1

Consider the following setup of HTML Purifier:

require_once 'library/HTMLPurifier.auto.php';

$config = HTMLPurifier_Config::createDefault();
$config->set('Core.EscapeInvalidTags', true);
$purifier = new HTMLPurifier($config);
$clean_html = $purifier->purify($dirty_html);

If you run the following case:

$dirty_html = "<p>lorem <script>ipsum</script></p>";

//output
<p>lorem &lt;script&gt;ipsum&lt;/script&gt;</p>

As expected, instead of removing the invalid tags, it just escaped them all.

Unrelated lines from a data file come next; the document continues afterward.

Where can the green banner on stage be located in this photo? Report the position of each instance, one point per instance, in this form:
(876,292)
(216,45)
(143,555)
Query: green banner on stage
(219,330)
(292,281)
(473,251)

However, consider these other test cases:

case 1

$dirty_html = "<p>lorem <b>ipsum</p>";

//output
<p>lorem <b>ipsum</b></p>

//desired output
<p>lorem &lt;b&gt;ipsum</p>

case 2

$dirty_html = "<p>lorem ipsum</b></p>";

//output
<p>lorem ipsum</p>

//desired output
<p>lorem ipsum&lt;/b&gt;</p>

case 3

$dirty_html = "<p>lorem ipsum<script></script></p>";

//output
<p>lorem ipsum&lt;script /&gt;</p>

//desired output
<p>lorem ipsum&lt;script&gt;&lt;/script&gt;</p>

Instead of just escaping the invalid tags, first it repairs them and then escapes them. This way things can get very strange, for example:

case 4

$dirty_html = "<p><a href='...'><div>Text</div></a></p>";

//output
<p><a href="..."></a></p><div><a href="...">Text</a></div><a href="..."></a>&lt;/p&gt;

Question
Therefore, is it possible to disable the syntax repair and just escape the invalid tags?

Mark Messa
  • 440
  • 4
  • 22

1 Answers1

1

The reason you're seeing a syntax repair is because of the fundamental way that HTML Purifier approaches the topic of HTML sanitation: It first parses the HTML to understand it, then decides which of the elements to keep in the parsed representation, then renders the HTML.

You might be familiar with one of stackoverflow's most famous answers, which is an amused and exasperated observation that true regular expressions can't parse HTML - you need additional logic, since HTML is a context-free language, not a regular language. (Modern 'regular' expressions are not formal regular expressions, but that's another matter.) In other words, if you actually want to know what's going on in your HTML - so that you correctly apply your white- or blacklisting - you need to parse it, which means the text ends up in a totally different representation.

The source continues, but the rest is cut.